Même si le concept n'est pas poussé aussi loin que chacun a pu, à loisir, le fantasmer dès l'annonce du projet (un cowboy dans l'espace?) et malgré tous les errements scénaristiques du troisième acte, Cowboys & Envahisseurs divertit. Difficile de vraiment savoir pourquoi tant les carences de ce projet d'envergure sont bien plus nombreuses que ses fulgurances (l'idée du bracelet qui symbolise le fardeau, la croix que Lonergan se doit de porter sur le chemin de sa rédemption). Peut-être sommes-nous tout simplement touchés par la volonté sincère d'un Jon Favreau qui n'a pas souhaité rendre son actrice principale sexy afin que le spectateur s'intéresse plus aux émotions de son personnage qu'à ses fesses... Moui, bon et sinon maintenant Jon, blague à part tu peux nous le dire... Tu t’es bien amusé lors du tournage de la scène avec Olivia Wilde nue que tu cadres comme un vitrail d’église ?

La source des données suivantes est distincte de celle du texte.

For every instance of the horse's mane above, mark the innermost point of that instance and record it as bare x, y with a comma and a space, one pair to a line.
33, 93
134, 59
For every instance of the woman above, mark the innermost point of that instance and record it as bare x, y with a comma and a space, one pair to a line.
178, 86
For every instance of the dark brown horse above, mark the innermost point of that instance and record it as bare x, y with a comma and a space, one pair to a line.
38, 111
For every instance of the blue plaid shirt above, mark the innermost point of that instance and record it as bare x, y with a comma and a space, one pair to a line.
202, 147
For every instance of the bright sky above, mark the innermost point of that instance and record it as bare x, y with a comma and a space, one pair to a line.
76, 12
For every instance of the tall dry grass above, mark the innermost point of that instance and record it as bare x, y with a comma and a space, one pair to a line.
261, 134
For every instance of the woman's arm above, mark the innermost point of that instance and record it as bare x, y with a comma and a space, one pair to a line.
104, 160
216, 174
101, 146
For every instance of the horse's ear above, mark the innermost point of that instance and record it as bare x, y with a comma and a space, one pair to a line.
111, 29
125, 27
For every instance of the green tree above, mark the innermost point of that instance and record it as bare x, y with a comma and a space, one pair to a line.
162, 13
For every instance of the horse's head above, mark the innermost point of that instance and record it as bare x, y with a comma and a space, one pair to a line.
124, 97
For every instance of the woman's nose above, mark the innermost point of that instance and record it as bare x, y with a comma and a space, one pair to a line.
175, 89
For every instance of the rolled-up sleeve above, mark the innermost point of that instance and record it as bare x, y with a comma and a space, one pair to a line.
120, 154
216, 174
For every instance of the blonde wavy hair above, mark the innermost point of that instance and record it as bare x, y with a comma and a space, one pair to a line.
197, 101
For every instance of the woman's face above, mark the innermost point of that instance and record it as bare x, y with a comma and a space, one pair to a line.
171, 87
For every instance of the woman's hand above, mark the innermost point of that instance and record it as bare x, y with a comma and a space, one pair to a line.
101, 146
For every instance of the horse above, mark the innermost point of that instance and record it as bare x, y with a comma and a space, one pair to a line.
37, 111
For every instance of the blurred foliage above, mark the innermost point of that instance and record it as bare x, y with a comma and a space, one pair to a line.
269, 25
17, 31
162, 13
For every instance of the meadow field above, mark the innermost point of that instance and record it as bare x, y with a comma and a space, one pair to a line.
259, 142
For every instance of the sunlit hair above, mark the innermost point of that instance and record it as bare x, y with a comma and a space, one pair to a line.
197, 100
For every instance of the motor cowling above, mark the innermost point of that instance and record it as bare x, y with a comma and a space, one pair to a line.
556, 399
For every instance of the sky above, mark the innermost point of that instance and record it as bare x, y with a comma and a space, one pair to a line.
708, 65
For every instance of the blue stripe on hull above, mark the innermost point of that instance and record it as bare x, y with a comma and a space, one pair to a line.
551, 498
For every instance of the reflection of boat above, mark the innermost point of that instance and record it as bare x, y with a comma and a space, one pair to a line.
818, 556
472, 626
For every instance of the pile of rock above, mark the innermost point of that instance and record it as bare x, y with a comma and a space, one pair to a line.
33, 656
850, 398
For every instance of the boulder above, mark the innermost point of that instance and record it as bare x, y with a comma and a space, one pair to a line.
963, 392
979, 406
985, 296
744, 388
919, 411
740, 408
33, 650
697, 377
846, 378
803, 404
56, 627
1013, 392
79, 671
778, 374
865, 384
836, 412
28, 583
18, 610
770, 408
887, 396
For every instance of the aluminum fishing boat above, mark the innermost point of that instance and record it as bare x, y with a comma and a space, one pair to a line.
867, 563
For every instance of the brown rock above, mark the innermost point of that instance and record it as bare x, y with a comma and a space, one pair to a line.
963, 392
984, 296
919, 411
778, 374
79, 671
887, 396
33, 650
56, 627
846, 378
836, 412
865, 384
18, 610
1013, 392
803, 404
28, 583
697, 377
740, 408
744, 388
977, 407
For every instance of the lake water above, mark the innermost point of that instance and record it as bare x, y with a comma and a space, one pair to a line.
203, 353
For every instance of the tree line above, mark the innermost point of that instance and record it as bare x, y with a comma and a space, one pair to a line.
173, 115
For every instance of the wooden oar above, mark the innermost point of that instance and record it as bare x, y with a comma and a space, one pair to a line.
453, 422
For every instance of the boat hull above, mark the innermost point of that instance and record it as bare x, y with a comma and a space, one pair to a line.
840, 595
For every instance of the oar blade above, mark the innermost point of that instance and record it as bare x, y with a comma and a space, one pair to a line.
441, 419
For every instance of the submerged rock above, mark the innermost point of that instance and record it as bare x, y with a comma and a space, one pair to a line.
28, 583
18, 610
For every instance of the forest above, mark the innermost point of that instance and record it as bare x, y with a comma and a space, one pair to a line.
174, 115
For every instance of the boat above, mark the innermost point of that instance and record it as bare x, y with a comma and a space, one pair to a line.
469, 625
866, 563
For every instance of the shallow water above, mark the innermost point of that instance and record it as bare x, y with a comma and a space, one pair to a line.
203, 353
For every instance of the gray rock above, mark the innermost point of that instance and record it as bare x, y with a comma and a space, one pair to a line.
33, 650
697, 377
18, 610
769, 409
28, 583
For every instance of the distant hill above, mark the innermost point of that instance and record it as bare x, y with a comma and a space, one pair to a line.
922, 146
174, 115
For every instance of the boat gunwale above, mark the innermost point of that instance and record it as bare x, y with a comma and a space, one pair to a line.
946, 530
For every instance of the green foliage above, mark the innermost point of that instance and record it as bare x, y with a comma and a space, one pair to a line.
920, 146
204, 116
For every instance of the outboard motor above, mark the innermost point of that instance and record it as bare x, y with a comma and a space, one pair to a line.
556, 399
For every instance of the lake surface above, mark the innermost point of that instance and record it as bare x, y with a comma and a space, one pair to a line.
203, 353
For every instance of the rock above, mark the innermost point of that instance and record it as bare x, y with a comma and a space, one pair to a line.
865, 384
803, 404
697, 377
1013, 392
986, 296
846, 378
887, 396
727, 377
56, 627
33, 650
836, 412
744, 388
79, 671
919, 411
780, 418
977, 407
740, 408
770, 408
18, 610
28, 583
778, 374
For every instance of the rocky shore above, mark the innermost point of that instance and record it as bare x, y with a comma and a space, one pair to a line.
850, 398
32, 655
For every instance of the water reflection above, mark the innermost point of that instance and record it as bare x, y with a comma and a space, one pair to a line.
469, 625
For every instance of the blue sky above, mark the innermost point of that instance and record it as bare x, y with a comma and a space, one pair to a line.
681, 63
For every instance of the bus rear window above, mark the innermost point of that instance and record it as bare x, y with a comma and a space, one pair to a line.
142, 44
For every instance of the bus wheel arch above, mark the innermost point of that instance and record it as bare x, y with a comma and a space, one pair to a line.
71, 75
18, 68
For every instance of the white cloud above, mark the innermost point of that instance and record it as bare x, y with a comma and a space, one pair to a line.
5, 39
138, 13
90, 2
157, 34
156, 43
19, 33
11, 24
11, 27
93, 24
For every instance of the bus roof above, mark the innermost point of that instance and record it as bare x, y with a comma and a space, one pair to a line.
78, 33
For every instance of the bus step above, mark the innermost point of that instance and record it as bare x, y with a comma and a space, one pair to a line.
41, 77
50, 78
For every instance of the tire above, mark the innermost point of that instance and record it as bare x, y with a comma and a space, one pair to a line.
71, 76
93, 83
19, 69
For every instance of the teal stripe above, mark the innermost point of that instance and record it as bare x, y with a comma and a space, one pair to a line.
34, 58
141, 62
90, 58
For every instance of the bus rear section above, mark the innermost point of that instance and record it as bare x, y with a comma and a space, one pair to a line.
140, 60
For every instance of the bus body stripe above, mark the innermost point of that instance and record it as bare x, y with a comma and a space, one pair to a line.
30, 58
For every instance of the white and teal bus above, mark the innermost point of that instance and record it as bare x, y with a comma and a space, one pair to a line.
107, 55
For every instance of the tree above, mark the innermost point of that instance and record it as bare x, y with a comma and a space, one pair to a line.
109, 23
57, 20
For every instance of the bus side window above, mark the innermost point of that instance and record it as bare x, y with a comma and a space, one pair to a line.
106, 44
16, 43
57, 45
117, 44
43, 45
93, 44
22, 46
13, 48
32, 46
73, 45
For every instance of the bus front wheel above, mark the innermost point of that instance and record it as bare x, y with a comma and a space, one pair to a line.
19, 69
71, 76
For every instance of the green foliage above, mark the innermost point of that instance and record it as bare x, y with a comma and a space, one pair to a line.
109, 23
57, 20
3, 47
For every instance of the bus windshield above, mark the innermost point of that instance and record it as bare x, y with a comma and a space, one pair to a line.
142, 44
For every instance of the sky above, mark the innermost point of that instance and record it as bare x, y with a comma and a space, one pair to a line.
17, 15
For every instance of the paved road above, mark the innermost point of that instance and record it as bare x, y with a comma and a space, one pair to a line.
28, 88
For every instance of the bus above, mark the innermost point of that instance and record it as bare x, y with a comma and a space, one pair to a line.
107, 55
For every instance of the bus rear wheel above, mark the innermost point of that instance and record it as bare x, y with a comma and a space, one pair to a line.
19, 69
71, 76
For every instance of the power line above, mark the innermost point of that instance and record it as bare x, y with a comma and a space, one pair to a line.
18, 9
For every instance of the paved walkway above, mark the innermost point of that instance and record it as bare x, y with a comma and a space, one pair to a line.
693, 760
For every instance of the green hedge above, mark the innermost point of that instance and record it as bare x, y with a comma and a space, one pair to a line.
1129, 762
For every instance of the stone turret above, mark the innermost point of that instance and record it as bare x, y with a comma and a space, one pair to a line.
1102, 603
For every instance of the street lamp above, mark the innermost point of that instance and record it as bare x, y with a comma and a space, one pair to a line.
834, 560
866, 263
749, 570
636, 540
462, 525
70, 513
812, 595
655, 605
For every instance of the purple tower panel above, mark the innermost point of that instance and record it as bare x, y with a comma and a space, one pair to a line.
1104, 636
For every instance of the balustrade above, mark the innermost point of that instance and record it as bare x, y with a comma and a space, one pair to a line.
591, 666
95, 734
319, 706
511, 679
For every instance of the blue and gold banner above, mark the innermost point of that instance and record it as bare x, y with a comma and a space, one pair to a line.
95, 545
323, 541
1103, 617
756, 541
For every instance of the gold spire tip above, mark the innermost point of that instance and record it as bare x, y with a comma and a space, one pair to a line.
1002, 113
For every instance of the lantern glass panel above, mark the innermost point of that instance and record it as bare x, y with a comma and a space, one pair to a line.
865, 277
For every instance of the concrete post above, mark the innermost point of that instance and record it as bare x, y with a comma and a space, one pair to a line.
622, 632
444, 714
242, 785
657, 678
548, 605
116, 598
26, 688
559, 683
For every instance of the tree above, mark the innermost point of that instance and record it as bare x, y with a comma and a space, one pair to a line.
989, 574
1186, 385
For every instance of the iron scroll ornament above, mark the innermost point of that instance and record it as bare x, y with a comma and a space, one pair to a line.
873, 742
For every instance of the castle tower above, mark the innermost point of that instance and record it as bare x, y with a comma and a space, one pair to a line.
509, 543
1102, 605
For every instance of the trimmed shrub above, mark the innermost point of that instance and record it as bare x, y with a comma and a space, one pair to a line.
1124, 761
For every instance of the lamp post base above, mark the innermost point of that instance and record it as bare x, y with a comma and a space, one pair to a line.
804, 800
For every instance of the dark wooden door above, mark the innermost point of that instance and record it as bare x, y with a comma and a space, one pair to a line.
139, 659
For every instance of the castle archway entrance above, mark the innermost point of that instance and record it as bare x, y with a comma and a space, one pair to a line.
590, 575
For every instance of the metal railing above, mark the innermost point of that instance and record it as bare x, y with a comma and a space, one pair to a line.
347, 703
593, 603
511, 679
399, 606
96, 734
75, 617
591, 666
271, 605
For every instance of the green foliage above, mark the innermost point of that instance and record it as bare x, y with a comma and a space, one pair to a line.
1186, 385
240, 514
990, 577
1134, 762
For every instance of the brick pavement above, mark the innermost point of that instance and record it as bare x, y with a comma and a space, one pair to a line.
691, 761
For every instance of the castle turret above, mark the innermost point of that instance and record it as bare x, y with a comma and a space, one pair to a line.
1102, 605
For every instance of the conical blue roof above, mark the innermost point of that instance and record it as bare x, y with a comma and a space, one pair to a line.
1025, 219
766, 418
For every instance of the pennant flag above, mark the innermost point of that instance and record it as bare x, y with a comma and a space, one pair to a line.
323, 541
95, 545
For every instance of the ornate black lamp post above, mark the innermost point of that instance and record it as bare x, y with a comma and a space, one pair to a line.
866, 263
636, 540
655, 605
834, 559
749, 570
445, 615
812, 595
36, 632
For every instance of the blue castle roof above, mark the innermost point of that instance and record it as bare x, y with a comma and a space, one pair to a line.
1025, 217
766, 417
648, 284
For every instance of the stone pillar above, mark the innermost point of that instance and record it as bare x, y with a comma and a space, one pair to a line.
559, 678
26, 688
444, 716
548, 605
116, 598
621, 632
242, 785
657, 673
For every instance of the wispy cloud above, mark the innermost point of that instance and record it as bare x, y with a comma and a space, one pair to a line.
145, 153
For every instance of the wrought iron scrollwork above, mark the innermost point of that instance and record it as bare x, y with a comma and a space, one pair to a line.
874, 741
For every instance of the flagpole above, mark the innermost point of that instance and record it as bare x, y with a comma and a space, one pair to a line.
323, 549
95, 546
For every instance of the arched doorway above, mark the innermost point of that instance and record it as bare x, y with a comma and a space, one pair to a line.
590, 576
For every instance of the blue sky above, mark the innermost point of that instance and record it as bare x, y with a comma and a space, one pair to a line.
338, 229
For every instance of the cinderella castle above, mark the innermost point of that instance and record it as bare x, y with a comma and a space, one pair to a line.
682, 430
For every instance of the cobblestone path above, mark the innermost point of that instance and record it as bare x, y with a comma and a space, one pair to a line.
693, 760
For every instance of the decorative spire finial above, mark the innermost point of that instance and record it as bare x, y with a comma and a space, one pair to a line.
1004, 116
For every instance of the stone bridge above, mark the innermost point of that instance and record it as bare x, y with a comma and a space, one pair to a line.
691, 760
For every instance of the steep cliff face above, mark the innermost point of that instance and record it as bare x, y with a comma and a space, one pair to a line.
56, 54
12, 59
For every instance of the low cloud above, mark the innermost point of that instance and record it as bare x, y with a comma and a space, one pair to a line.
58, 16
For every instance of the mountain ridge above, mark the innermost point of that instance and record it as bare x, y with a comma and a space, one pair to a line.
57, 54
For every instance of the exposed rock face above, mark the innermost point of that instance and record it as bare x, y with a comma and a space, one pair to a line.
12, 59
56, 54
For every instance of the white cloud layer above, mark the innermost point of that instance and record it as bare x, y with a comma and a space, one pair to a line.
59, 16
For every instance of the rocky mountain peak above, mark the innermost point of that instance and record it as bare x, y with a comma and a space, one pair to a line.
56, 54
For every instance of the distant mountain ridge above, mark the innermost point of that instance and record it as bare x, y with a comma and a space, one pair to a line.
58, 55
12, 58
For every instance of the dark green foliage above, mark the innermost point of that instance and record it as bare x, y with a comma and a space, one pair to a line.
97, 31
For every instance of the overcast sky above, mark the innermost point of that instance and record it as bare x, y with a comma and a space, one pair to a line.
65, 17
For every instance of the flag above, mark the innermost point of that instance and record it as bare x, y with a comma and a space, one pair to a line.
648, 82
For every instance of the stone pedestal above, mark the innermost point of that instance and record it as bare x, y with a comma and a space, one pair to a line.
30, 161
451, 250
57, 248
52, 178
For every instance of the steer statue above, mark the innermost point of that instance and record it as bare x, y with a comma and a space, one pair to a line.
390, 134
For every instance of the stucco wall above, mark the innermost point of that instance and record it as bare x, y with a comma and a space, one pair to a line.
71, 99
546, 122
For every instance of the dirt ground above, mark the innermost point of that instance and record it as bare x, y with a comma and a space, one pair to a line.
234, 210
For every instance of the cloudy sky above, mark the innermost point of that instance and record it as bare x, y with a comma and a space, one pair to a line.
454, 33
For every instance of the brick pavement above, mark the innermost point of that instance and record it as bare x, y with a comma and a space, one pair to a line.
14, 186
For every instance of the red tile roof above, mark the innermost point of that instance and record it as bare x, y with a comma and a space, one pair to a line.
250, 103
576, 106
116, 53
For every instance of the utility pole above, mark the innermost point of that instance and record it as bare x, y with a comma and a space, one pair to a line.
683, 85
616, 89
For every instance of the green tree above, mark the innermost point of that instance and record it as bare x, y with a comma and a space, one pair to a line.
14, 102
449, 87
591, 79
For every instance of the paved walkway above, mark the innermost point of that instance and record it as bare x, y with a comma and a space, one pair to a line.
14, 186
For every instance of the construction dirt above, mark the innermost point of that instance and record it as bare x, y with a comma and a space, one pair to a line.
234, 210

Finalement, pour gagner sa place sur le podium des blockbusters estivaux, il ne suffit pas seulement d'afficher un titre 'cool' (souvenez-vous du très mauvais Des Serpents dans l’Avion !), il faut aussi du jeune (Ok !), du sexy (Ok !) et du rêêêêve comme dirait ce bon vieux Alfred Duler ! Et si on ne demande pas à Jon Favreau de nous anesthésier le cervelet comme le fait Michael Bay avec cette formule, le réalisateur aurait cependant gagné à emplir son film d'idées originales et de magie visuelle dignes de son postulat de départ. Dommage, la générosité était pourtant là. Et si ce n'était celle de ses acteurs, c'était au moins celle, inébranlable, de ses financiers.
Critique de Cowboys & Envahisseurs publiée le 31 juillet 2011.